Guest Column | September 5, 2022

Your Roll-Up Strategy: What Should You Do About Disparate ERP Systems?

By Paul Corning, Aptitive, a 2nd Watch company

Three 3 key questions

Your strategy is to roll up companies and drive value through economies of scale, market influence, and more efficient operational processes. That all makes sense, but what should you do about all the disparate ERP or core application data that you need to drive that value from all those disparate organizations and systems?

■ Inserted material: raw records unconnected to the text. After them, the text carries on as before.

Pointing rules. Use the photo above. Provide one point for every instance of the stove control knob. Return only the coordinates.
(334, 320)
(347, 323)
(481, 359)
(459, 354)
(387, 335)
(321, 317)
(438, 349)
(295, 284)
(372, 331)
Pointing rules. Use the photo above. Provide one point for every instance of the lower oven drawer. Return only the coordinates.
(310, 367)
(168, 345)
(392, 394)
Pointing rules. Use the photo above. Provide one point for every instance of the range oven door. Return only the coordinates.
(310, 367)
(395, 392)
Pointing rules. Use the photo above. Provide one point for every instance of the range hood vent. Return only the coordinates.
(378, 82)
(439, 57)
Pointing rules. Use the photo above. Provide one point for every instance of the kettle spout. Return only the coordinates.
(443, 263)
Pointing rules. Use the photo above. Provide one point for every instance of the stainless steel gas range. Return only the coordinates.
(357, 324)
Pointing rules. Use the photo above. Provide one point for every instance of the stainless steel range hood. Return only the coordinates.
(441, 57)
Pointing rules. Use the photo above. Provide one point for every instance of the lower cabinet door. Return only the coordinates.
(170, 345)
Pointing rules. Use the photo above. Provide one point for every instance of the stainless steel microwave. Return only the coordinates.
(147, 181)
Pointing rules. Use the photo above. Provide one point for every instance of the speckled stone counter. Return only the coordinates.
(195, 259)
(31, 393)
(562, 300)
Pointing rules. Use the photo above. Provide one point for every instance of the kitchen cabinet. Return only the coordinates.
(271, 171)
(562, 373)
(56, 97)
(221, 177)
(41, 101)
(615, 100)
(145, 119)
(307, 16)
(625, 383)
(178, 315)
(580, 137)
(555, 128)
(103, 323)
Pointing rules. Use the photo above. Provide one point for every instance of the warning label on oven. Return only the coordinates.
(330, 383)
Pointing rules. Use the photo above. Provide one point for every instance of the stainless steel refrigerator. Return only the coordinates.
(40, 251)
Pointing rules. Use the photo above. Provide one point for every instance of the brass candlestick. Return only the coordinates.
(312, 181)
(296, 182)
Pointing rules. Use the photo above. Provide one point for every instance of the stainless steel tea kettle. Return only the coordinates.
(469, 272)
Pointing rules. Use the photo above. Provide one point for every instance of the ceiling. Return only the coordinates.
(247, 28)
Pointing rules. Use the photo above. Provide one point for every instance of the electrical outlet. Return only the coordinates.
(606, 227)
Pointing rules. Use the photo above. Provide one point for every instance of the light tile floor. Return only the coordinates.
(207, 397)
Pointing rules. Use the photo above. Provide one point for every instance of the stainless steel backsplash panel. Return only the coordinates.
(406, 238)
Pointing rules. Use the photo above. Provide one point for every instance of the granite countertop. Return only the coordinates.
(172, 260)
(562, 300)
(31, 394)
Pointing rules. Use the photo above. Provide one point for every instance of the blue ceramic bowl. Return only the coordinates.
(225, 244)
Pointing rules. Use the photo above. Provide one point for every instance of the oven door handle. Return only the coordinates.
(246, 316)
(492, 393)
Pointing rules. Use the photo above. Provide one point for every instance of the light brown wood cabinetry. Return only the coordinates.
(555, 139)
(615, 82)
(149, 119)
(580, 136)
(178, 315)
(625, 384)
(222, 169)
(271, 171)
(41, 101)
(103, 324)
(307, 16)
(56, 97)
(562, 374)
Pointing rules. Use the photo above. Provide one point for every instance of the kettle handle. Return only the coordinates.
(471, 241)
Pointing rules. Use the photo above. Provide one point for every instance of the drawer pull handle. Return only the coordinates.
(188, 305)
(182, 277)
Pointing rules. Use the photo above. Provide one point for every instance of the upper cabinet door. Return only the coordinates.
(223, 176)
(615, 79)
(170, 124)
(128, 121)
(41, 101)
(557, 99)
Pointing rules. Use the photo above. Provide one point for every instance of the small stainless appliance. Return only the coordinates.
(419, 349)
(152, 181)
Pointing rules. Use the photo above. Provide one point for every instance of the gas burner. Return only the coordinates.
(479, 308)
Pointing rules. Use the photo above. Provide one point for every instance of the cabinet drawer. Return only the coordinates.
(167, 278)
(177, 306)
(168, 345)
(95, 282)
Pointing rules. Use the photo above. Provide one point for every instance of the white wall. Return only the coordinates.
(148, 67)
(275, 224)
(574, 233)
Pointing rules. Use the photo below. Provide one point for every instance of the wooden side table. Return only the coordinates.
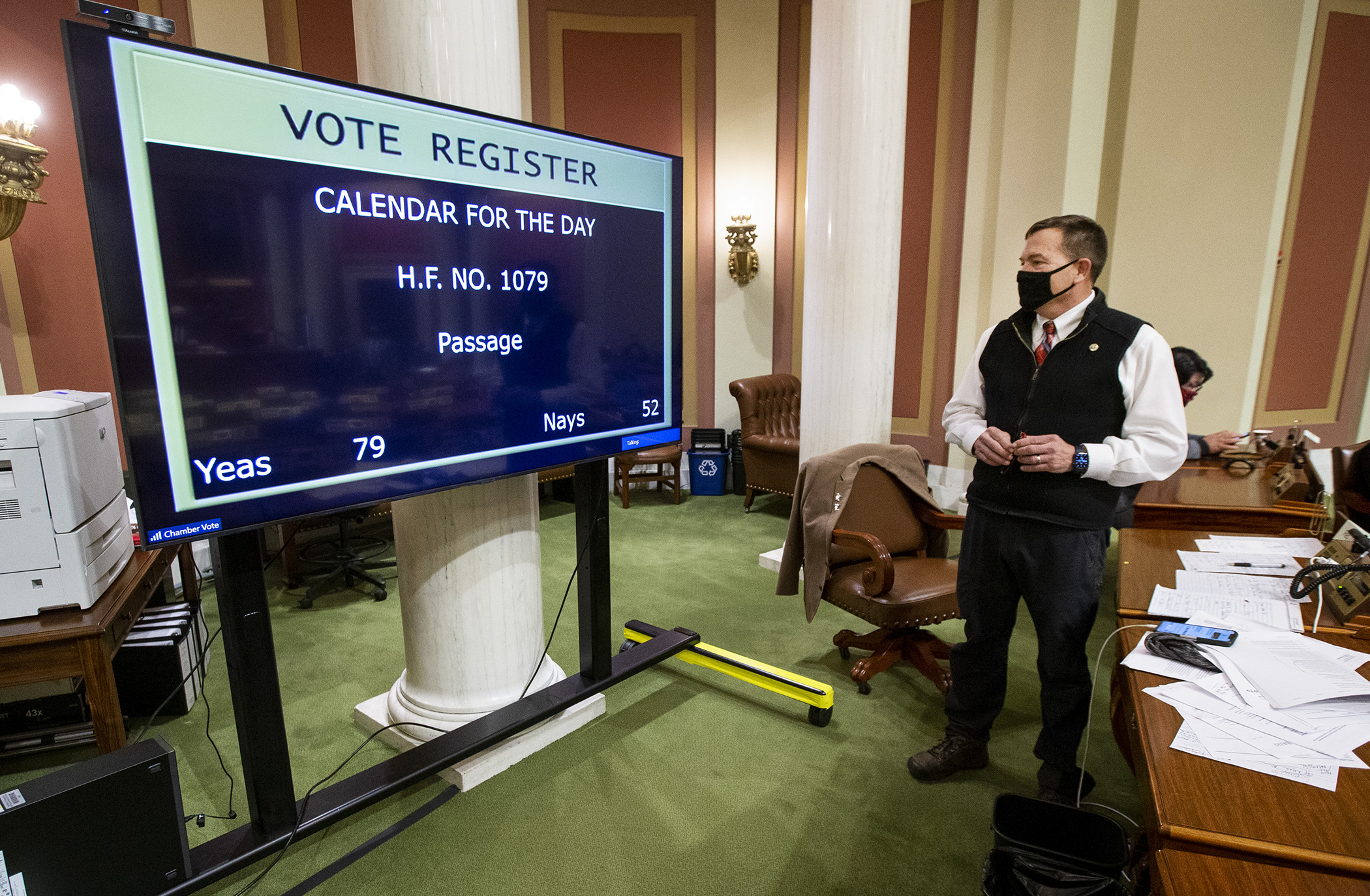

How can you best achieve your target returns without spending all that money to rip and replace those expensive ERP applications without disrupting the business?

Our reference architecture for private equity firms with roll-up strategies is to design and build a data hub. The data hub is external to your ERP and existing application systems at your portfolio companies. It is likely cloud-based and serves as a single source of truth for managing and monitoring performance. Data is sourced from all the disparate ERPs in your world, scrubbed and standardized, and then used to build dashboards and analytics solutions for use across your organization.

Your goals with a roll-up strategy are:

  • Quickly integrate any acquired companies into your data and analytics world.
  • Provide a common view of to-be-measured processes and performance.
  • Establish benchmarks and target performance levels
  • Broadly disseminate actual performance data.
  • Drive accountability for value creation through improved operational performance.

You have to deal with several data challenges in your roll-ups. The first is likely the use of different ERP or core applications, from different vendors, with no easy way to consolidate or integrate. Your acquired companies don’t all share a common set of metrics or KPIs, nor do they all define key metrics the same way. (Product gross margins are calculated differently at different companies.) The more organizations you roll up, the more likely that you can’t access the data that you want, can’t compare performance easily across acquired companies, and can’t build accountability without a standard set of performance metrics that are broadly disseminated across the organization.

The data hub approach is the right solution. It sources the data from your existing disparate ERP systems without the expense or costly delay to replace the ERP in your acquired companies. The data can be cleansed and standardized regardless of which ERP it came from. The data hub also incorporates a business layer that transforms the data into easily understood and highly accessible form, so every executive in your portfolio companies can easily access, digest, analyze and act on the data.

We rely on a data hub reference architecture that is mature and proven across many companies. Using modern analytical tools, it provides real-time data in dashboards for CEOs down to individual account executives. It supports ad-hoc analytics, advanced data science modeling, and leverages best-of-breed reporting software with real-time data feeds. Modern data hubs can also take in IoT data and unstructured web data like social media feeds and sentiment analysis.

Data hubs are the tool to drive your value creation and you also need to develop people and process tools like an integration playbook, gamification dashboards, and alerts for driving real-time decision-making and management actions. Our preferred solution for most of our PE clients is 50% technology and 50% people and process changes to drive quick results and optimum performance.

If you buy three different companies, you are buying three sets of ERP data, three sets of KPI definitions, three sets of processes, and three sets of management styles. You need a data strategy, and a data hub, to move those companies to the single consolidated and standardized view to achieve quick returns on your investments.

Get your data out of the three ERPs, or 30 ERPs, and into a data hub for quick value creation post-close without waiting years or spending millions to standardize your ERP systems across your portfolio companies.

About The Author

Paul Corning is CEO of Aptitive, a 2nd Watch company.